But when the CDC does fifth-grade math and Statistics 101, not so much. Consider one of the CDC’s “arresting facts:’
They are actually right about this arresting fact: 7 out of 10 Americans do die of chronic disease each year. The cause of this? It’s called “civilization.”
Here is another one of their statistics:
Newsflash: You can’t fit 20% of kids into 5 percentiles no matter how much they weigh.

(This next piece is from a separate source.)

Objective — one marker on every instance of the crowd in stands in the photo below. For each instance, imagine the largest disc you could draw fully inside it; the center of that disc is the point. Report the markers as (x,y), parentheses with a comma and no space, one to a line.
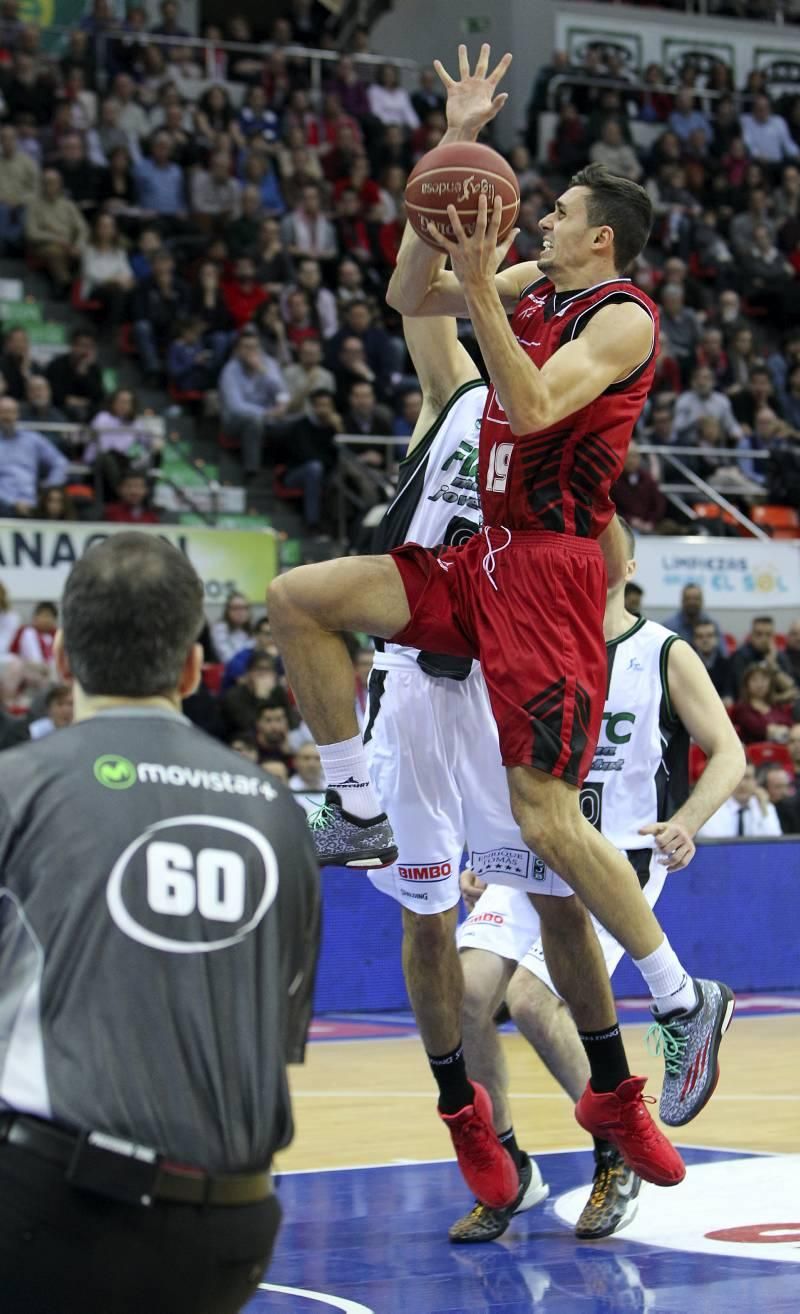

And in the immortal words of the great philosopher Carole King, on the whole it was a very good year for the undertaker. Diabetics die an average of 1.5 times apiece:
In each case, we kinda know what they meant. But they didn’t actually say what they meant. And I can tell you from my experience on Jeopardy that if you don’t say what you intend to say, Alex will take away your money. Not saying what you intended to say means what you did say is wrong, no matter how big you write your name.
And now, they’ve done the exact same thing for chronic disease…except that I really can’t figure out what they mean. “86% of healthcare spending is on people with chronic disease.” Even at 75%, this was already the#1 urban legend in all of healthcare. But 86%? Seriously? $6 out of every $7? Take out birth events, and it’s more like $11 out of every $12. Take out trauma, primary care, gynecology, imaging, sports injuries, and you’re already in mathematically impossible territory.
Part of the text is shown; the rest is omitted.